TSA Self-Checkout Is Coming, But Will It Really Make Air Travel Suck Less?

TSA Self-Checkout Is Coming, But Will It Really Make Air Travel Suck Less?

TSA started testing a new “self-checkout” lane in Las Vegas on Wednesday for pre-checked flyers. Network TV morning shows billed it as the future of airport security. But anyone who’s been frustrated with the robot cashiers at supermarkets and big box retailers will likely be asking themselves a simple question: Why?

The new TSA self-checkout lane looks a lot like the existing security you’re probably familiar with at U.S. airports. There are bins for your belongings that run along a conveyor belt and backscatter X-ray machines to scan your body. The innovation with these new self-checkout lanes appears to be the absence of large numbers of TSA agents who typically explain things.

“If you have any questions, simply ask the TSA officer on demand,” NBC reporter Tom Costello explained on the Today show on Wednesday.

Costello explains that TSA officers “will dial in remotely,” though it’s not clear if the officers are on-site at the airport or potentially thousands of miles away. Whatever the answer, passengers then walk into a body imaging machine, holding their arms down to the side rather than above as the computer scans for any potential weapons. Or, in the case of one woman who had to walk through “four or five times” when the Today was filming, any hair clips.

The goal appears to be removing as many TSA officers from the process as possible, though there will still be agents around to conduct any pat-downs they deem necessary.

Or, as the TSA put it in a press release on Wednesday:

The aim is to provide a near self-sufficient passenger screening process while enabling passengers to directly receive on-person alarm information and allow for the passenger self-resolution of those alarms to reduce instances where a pat-down or secondary screening procedure would be necessary.

After the screening process is done, automated exit doors open up and travelers can make their way to their gates.

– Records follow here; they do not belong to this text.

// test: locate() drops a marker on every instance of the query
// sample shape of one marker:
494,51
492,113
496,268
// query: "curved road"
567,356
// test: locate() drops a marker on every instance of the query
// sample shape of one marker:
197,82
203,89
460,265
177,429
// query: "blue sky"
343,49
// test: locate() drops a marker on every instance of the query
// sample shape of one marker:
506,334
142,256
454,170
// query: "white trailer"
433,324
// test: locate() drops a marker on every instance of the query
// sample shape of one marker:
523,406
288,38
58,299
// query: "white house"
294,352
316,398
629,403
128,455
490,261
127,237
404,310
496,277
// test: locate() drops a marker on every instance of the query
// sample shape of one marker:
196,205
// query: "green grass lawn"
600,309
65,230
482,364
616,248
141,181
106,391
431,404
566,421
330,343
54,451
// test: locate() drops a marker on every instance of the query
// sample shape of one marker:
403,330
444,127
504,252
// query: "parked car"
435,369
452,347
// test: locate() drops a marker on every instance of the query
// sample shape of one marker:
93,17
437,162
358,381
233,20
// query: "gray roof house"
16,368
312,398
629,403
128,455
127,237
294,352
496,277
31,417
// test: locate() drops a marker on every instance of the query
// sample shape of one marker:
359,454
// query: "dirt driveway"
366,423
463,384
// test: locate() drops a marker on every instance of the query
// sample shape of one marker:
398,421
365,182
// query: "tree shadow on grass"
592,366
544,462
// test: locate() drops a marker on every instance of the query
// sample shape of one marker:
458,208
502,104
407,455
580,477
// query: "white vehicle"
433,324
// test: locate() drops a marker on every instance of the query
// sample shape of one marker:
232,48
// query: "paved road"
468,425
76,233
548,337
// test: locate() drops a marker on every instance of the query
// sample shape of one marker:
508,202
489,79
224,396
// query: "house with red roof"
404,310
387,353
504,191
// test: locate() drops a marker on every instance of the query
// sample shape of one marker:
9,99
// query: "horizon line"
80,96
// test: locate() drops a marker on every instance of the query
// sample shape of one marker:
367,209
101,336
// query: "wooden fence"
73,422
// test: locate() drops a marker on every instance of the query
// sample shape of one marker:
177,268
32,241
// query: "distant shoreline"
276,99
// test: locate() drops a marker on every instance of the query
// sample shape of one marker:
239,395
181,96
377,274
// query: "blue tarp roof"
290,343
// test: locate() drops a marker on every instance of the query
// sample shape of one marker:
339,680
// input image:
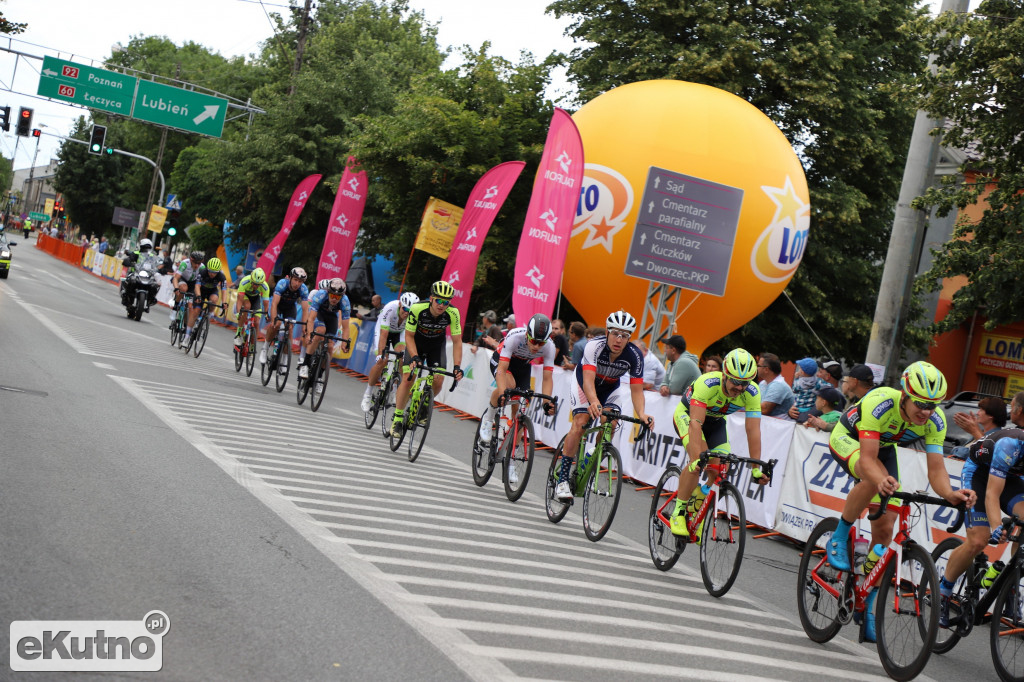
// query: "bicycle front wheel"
819,587
518,458
601,497
906,614
723,537
318,377
665,547
555,508
1007,635
947,637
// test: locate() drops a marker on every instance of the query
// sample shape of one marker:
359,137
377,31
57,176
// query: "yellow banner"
440,222
158,215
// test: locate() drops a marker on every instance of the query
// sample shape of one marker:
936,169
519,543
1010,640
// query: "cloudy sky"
86,31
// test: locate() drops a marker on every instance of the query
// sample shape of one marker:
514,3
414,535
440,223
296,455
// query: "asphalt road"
285,544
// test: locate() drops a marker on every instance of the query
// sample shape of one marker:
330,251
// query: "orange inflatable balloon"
658,154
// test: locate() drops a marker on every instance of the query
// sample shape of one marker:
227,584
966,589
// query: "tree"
978,88
834,77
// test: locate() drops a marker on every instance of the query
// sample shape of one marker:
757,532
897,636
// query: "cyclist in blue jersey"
325,307
287,295
605,359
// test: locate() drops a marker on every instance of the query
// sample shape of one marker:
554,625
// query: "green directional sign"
95,88
174,108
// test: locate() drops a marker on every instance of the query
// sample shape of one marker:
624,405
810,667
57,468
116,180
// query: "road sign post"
685,230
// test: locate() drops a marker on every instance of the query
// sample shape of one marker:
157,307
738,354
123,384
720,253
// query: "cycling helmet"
336,287
539,328
622,320
409,299
923,382
739,366
441,289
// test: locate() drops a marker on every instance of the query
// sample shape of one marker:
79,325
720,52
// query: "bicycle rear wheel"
665,547
420,424
318,379
1007,635
518,457
819,587
555,508
600,500
199,336
722,540
284,365
906,614
946,638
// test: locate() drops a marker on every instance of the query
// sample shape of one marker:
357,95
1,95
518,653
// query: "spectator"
855,386
682,370
776,396
653,372
488,334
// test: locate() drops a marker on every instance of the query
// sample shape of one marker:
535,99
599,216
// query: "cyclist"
864,445
325,307
184,276
210,281
253,292
286,295
595,379
425,342
994,470
388,334
510,365
699,421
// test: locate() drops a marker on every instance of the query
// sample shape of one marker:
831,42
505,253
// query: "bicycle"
383,396
598,479
517,441
247,351
198,339
180,318
968,607
279,356
320,372
906,614
723,540
421,403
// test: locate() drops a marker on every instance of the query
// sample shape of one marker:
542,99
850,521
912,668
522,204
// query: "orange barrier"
70,253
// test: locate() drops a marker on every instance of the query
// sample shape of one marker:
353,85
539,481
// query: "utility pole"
303,24
903,256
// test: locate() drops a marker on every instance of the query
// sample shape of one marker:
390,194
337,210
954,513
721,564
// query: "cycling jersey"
597,356
516,347
251,290
430,329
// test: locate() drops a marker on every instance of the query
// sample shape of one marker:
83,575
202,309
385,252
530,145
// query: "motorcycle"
138,290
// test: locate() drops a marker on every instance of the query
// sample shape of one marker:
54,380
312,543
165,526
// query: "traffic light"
96,139
24,122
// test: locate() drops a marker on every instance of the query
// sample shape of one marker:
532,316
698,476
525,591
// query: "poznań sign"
127,95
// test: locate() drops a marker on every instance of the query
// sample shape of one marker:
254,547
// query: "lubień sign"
175,108
685,230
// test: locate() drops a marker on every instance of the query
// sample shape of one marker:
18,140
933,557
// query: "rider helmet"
441,289
622,320
739,366
539,328
923,382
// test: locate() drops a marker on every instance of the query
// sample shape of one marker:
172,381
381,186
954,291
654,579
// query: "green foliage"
979,87
833,77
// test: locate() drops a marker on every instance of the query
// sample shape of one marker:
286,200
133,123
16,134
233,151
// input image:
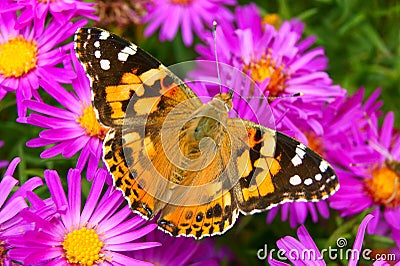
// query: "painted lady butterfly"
185,160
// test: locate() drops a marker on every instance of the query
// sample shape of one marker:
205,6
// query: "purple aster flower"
11,204
305,252
370,173
31,54
97,234
73,127
280,62
191,16
322,135
181,251
2,162
61,10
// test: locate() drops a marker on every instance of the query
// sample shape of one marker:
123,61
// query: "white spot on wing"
122,56
105,64
295,180
308,181
300,150
104,35
131,49
296,160
323,166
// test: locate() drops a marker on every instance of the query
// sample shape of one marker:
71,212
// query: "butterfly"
185,162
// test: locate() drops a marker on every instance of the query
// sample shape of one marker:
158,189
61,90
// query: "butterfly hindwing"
281,169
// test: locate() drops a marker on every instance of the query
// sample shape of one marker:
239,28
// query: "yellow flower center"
265,68
272,19
83,246
89,122
181,2
18,56
384,187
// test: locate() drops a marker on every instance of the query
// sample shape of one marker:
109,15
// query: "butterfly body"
185,161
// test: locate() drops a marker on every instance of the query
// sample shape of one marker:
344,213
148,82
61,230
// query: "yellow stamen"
89,122
83,246
265,68
18,56
384,187
272,19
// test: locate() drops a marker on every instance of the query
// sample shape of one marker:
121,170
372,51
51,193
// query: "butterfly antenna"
297,94
216,55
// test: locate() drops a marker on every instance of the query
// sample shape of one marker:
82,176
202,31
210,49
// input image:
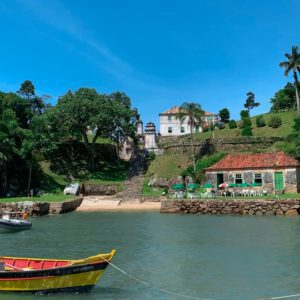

Much like the self-checkout machines at places like Target and your local grocery store, the idea seems to be to turn us all into cashiers—or, in this case, into our own security agents. And you can theoretically get see how fewer TSA staff would be necessary if more of the process was automated and humans only needed to get involved when there’s a problem.

TSA has historically struggled to retain workers as many have complained about long hours, low pay, and even lower morale. And it makes sense for TSA to explore ways to replace humans in whatever way they can. But will self-checkout machines make the process easier, or will they just offload labor onto people who are already doing more things that used to be handled by humans, like printing and affixing their own luggage tags, among a host of other changes in recent years?

These new self-checkout lanes were developed with the Department of Homeland Security’s Science and Technology Directorate, an office that focuses on new technologies often abbreviated as S&T. The TSA has stressed that this is just a trial, at least for the time being.

“This self-service prototype allows our trusted travelers to complete the screening process at their own pace,” TSA administrator David Pekoske said in a press release Wednesday.

“Testing at the Innovation Checkpoint in Las Vegas gives us an opportunity to collect valuable user data and insights, and explore opportunities to apply parts of the prototype to other airport security checkpoints. I am grateful for our partners in S&T and LAS airport, who were critical in bringing this vision to reality,” Pekoske continued.

S&T first awarded contracts to three companies to develop the self-checkout lanes back in 2021 and the version being tested now was just one of the three. If this checkout lane gets negative reviews—and TSA stresses they want to hear feedback, whether it’s positive or negative—they may presumably move on to a different design.

One thing seems certain though, whether it’s federal agencies that interact with the public, so-called rideshare companies like Uber and Lyft, or brick-and-mortar stores selling you socks: More and more labor will be offloaded to regular consumers as a way to save money on paying staff. Because if we’ve learned anything from so many technological advances over the past 15 years, it’s that real innovation isn’t always in the ones and zeroes. Sometimes it’s just about finding a way to pay less money to fewer workers.